A Adidas rejeitou um apelo dos acionistas que a acusaram de encobrir a má conduta do rapper-empresário Kanye West – também conhecido como Ye – antes da dissolução de sua parceria em 2022.
Um tribunal de São Francisco decidiu que a gigante do vestuário desportivo não enganou os investidores, que alegaram ter perdido dinheiro depois da queda das ações da Adidas quando cortou relações com West.
A ligação de Yeezy com West foi uma das parcerias de maior sucesso da Adidas, mas depois desmoronou Uma série de comentários antissemitas de rappers As marcas custam centenas de milhões de dólares.
A BBC contatou a Adidas para comentar, mas não conseguiu entrar em contato com a empresa que liderou a ação coletiva ou com a equipe de West.

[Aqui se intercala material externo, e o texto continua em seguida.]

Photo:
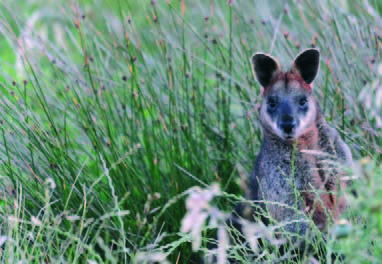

West, que não é parte no processo, Ele foi amplamente criticado depois de fazer repetidamente comentários antissemitas e promover teorias da conspiração.
Sua colaboração da marca Yeezy com a Adidas foi examinada depois que ele exibiu o design de uma camiseta “White Lives Matter” em um desfile de moda em 2022. Pouco depois, ele postou comentários antissemitas online, levando a Adidas a retirar seu produto da venda.
O comportamento de West levou várias empresas, incluindo Gap e JP Morgan, a cortar relações com o rapper.
Documentos judiciais apresentados na quarta-feira mostram que a HLSA-ILA Funds, a empresa que representa os investidores, alegou que a Adidas continuou a sua parceria com West, apesar de saber do seu comportamento controverso há anos.
O processo afirma que a Adidas estava “intrinsecamente implicada” na conduta de West, mas Acionistas enganados ao não divulgar riscos Em seu relatório.
O 9º Tribunal de Apelações do Circuito dos EUA em São Francisco acabou ficando do lado da Adidas.
O tribunal disse na quarta-feira que um investidor razoável saberia que uma parceria com uma celebridade como West poderia acarretar “riscos inerentes de má conduta”.
Um tribunal distrital rejeitou anteriormente o processo da HLSA-ILA e a empresa recorreu posteriormente.
O colapso da parceria da Adidas com a West fez com que o preço das ações da empresa alemã caísse em 2023.
Yeezy, o treinador de luxo desenhado por West, era uma linha de produtos particularmente lucrativa para a Adidas, gerando cerca de 1,5 mil milhões de euros (870 milhões de libras; 1,17 mil milhões de dólares) em vendas em 2021.
A Adidas tem 1 bilhão de euros em sapatos Yeezy armazenados como resultado do rompimento da parceria. Em 2023, a marca anunciou que venderia esses produtos e doaria parte dos lucros para instituições de caridade que trabalham contra o ódio.